In the case of a successful attack, defense is extremely difficult. The white-hats in the Parity hack demonstrated how limited their defense options were — there was no way to secure or dismantle the contracts, or even to hack back the stolen money; all they could do was hack the remaining vulnerable contracts before the attacker did.

This might seem to spell a dark future.

But I don’t think this is a death knell for blockchain programming. Rather, it confirms what everyone already knows: this ecosystem is young and immature. It’s going to take a lot of work to develop the training and discipline to treat smart contracts the way that banks treat their ATM software. But we’re going to have to get there for blockchain to be successful in the long run.

This means not just programmers maturing and getting more training. It also means developing tools and languages that make all of this easier, and give us rigorous guarantees about our code.

It’s still early. Ethereum is a work in progress, and it’s changing rapidly. You should not treat Ethereum as a bank or as a replacement for financial infrastructure. And certainly you should not store any money in a hot wallet that you’re not comfortable losing.

But despite all that, I still think Ethereum is going to win in the long run. And here’s why: the developer community in Ethereum is what makes it so powerful.

Ethereum will not live or die because of the money in it. It will live or die based on the developers who are fighting for it.

The league of white-hats who came together and defended the vulnerable wallets didn’t do it for money. They did it because they believe in this ecosystem. They want Ethereum to thrive. They want to see their vision of the future come true. And after all the speculation and the profiteering, it’s ultimately these people who are going to usher the community into its future. They are fundamentally why Ethereum will win in the long run—or if they abandon Ethereum, their abandonment will be why it loses.
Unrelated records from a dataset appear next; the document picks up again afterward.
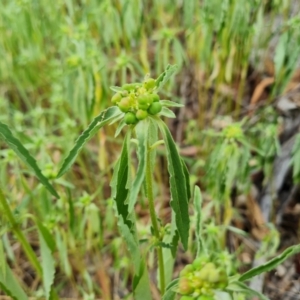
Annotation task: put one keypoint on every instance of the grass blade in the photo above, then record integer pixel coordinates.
(273, 263)
(170, 294)
(142, 130)
(25, 156)
(102, 119)
(48, 265)
(119, 182)
(198, 210)
(9, 284)
(165, 76)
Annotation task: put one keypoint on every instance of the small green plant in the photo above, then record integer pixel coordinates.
(138, 108)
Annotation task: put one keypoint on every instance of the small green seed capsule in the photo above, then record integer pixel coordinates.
(213, 276)
(155, 97)
(184, 286)
(155, 108)
(131, 86)
(116, 98)
(203, 273)
(130, 118)
(199, 262)
(145, 99)
(186, 270)
(141, 114)
(124, 104)
(149, 83)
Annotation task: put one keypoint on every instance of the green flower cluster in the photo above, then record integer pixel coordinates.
(138, 100)
(199, 279)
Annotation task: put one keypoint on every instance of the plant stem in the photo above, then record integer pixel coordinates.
(154, 221)
(20, 236)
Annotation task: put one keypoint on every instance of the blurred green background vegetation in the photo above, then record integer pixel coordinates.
(57, 61)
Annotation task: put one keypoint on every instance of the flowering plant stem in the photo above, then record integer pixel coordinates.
(19, 234)
(154, 220)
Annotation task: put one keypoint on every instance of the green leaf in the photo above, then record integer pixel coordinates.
(121, 125)
(170, 293)
(187, 179)
(48, 265)
(198, 211)
(98, 122)
(165, 76)
(273, 263)
(169, 103)
(119, 182)
(179, 193)
(9, 284)
(280, 53)
(240, 287)
(141, 285)
(166, 112)
(25, 156)
(46, 235)
(116, 89)
(142, 130)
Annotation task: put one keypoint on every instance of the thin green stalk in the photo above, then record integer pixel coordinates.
(20, 236)
(154, 221)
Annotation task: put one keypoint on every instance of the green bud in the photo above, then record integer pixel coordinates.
(130, 86)
(130, 118)
(184, 286)
(203, 274)
(186, 270)
(141, 114)
(124, 104)
(213, 275)
(155, 97)
(149, 83)
(199, 262)
(116, 98)
(186, 298)
(145, 99)
(210, 265)
(154, 108)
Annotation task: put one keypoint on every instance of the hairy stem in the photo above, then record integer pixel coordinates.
(20, 236)
(154, 221)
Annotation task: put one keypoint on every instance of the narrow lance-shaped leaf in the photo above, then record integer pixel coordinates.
(273, 263)
(179, 193)
(142, 130)
(9, 284)
(240, 287)
(119, 182)
(170, 293)
(187, 179)
(25, 156)
(98, 122)
(165, 76)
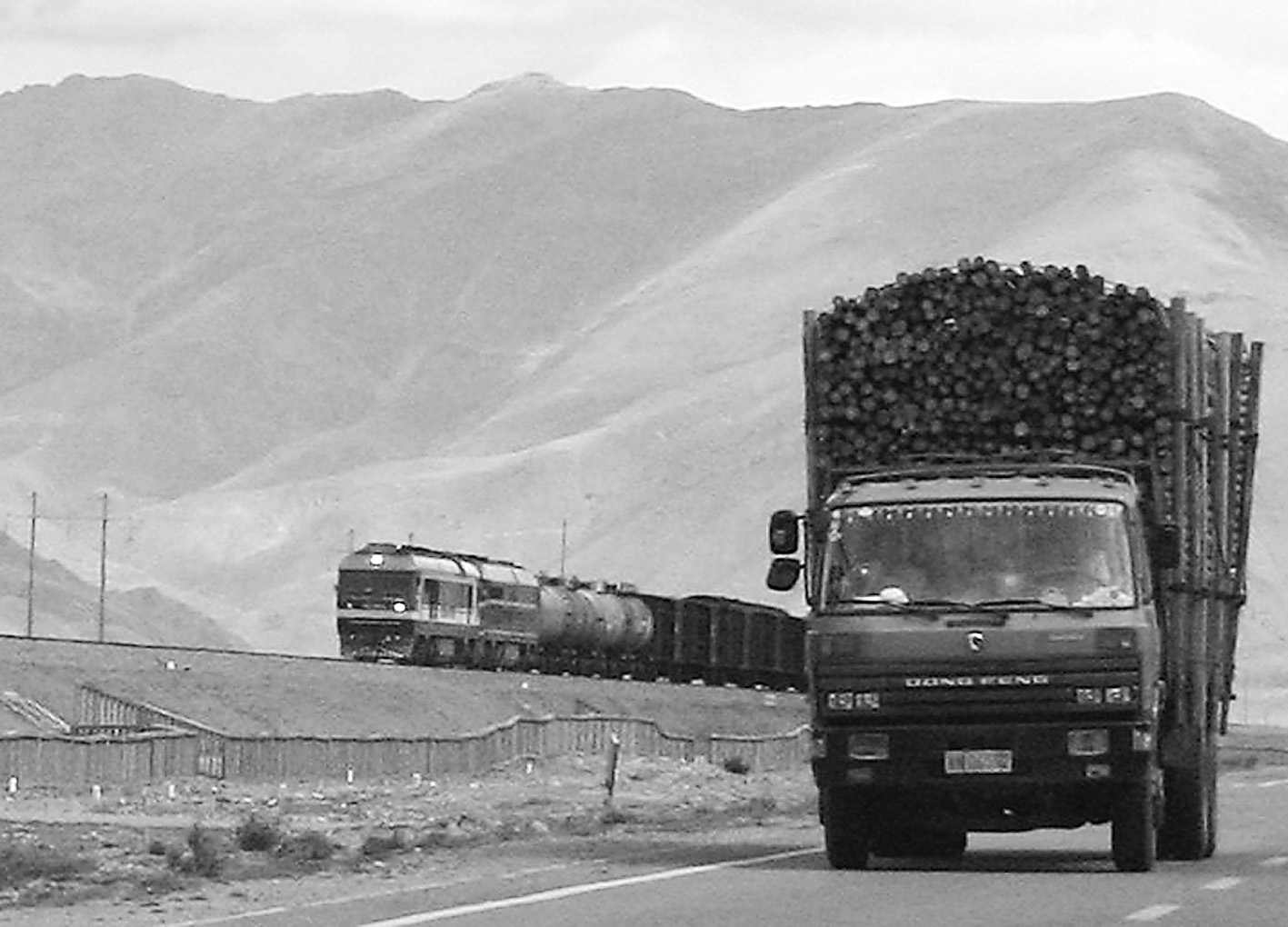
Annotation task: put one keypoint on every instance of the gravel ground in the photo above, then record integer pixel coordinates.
(136, 847)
This attack is important. It will shake people up. It will force the community to take a long, hard look at security best practices. It will force developers to treat smart contract programming with far more rigor than they currently do.

But this attack hasn’t shaken the strength of the builders who are working on this stuff. So in that sense it’s a temporary setback.

In the end, attacks like this are good for the community to grow up. They call you to your senses and force you to keep your eyes open. It hurts, and the press will likely make a mess of the story. But every wound makes the community stronger, and gets us closer to really deeply understanding the technology of blockchain — both its dangers, and its amazing potential.

P.S. If you’re a dev and you want to learn more about smart contract security, this is a really good resource.

Errata: This article originally said that Gavin Wood was the developer of the contract, which is incorrect. Gavin is the founder of Parity and pushed the fix to the contract, but was not the original developer. It also originally claimed that $77M additional funds were vulnerable, but this doesn’t count all of the ERC20 (ICO) tokens that were vulnerable. The total amount is actually $150,000,000+ if you include all ERC20 tokens. As of the time of writing this (July 21st 4PM EST), the total value of the assets saved by the white-hats was $179,704,659.